For heat movement to occur in the form of conduction from one material to another there must be physical contact. When the contact between the two materials is, broken conduction ends. When the surfaces of different materials are in direct contact, heat will flow naturally from the warmer to the cooler until a balance is reached between the two. The rate of heat transfer which occurs will be dependent on the thermal resistance (R-value) of the materials, and the temperature difference between them. Conductive transfer can be reduced by using materials such as insulation, which are less able to conduct heat.
Convection can occur when heat is transferred by a fluid medium (liquid or gas) coming into contact with materials of a different temperature. Natural convection takes place when heat is transferred by means of circulation of a fluid medium, in the case of building this is usually air.
The warmer air gets, the lower it’s density, and hence it will rise relative to cooler surrounding air, a hot air balloon is a good example of this. When warm air rises, cooler air will take its place, thus causing a circulation of air, i.e. a convection current. When these convection currents move in circles they may be referred to as convective loops.
An example of the occurrence of convective loops is within a wall cavity when the interior and exterior temperatures are different. Given a typical scenario of a warm interior and a cold exterior, air within the cavity which is in contact with the inside wall will warm, become less dense and rise.
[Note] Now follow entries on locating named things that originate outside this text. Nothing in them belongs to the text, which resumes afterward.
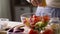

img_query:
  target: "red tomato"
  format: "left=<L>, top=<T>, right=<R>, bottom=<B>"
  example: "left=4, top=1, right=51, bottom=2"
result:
left=30, top=15, right=41, bottom=25
left=43, top=29, right=53, bottom=34
left=29, top=29, right=38, bottom=34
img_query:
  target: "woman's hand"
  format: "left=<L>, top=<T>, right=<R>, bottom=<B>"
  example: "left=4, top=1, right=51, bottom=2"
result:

Air in contact with the outside wall will cool, become denser and flow downward. The movement of air rising and falling within the cavity creates a loop, transferring heat from the warm wall to the cold wall. By stopping or controlling this air movement will effective manage the convective heat loss or gain.
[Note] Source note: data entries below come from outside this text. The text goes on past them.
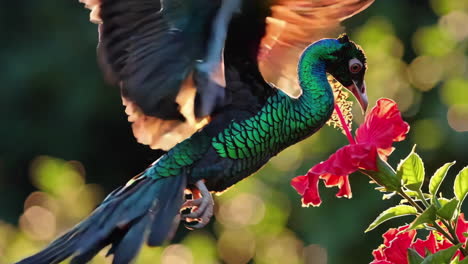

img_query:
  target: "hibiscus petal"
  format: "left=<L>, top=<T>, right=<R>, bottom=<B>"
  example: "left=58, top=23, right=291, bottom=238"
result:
left=384, top=230, right=416, bottom=264
left=356, top=98, right=409, bottom=149
left=291, top=175, right=309, bottom=195
left=411, top=232, right=437, bottom=257
left=456, top=213, right=468, bottom=243
left=336, top=176, right=353, bottom=199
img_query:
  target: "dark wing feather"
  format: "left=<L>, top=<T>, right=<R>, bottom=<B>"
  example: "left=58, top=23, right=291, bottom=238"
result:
left=80, top=0, right=224, bottom=150
left=99, top=0, right=217, bottom=120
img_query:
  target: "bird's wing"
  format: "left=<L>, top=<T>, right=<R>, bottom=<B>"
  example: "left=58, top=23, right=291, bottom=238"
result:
left=258, top=0, right=374, bottom=97
left=79, top=0, right=224, bottom=150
Radiation is the transfer of heat from one material to another which occurs by means of electro-magnetic waves. Radiation does not require either physical contact of the materials or a fluid medium. A warm surface will emit infra-red radiation, which can travel across a space, even in a vacuum. When these Infra-red waves strike another object, they are converted back into heat.
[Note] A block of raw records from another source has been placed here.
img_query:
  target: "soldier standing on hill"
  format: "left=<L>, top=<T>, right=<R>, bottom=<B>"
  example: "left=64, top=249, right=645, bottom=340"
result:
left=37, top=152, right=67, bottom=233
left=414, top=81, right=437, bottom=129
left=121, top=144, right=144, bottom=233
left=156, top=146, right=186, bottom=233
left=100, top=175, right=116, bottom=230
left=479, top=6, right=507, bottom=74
Conventional insulation materials will not reduce radiation heat loss unless they are designed to incorporate a radiant barrier such as reflective foil.
Thermal Conductivity (k-Factor/λ-Value)
The thermal conductivity (measured in watts per metre kelvin, W/mK) shows how well a material lets heat flow through it, so the lower it is, the better the material works as insulation, regardless of how thick it is.
Bricks have a thermal conductivity of about 0.77 W/mK, structural timber is usually 0.13 W/mK, and insulation is usually between 0.015-0.044W/mK.
If we know the thickness (t) of the insulation (in metres, not mm), and the thermal conductivity (k), then you can work out the thermal resistance (R) using the following equation: R= t/k
Thermal Resistance (R-Value)
Thermal Resistance is measured in m²K/W, or metres squared kelvin per watt, and expressed as an R-Value. This provides a measure of how good a material is at resisting the flow of heat. For a given material, the thicker it is, the higher the R-Value will be.
Every material in a building construction has a different R-value, and to work out a U-value, the R-values are added together, and then divided one by the result, so: U=1/ΣR
As a quick way to compare the insulation properties of materials, the thermal conductivity is typically of more use than the R-Value as thickness is not a factor.
The U-value is a measure of the rate at which heat can flow through a structural element. The lower the U-value of something is, the less easily heat can flow and the better it is at preventing heat losses.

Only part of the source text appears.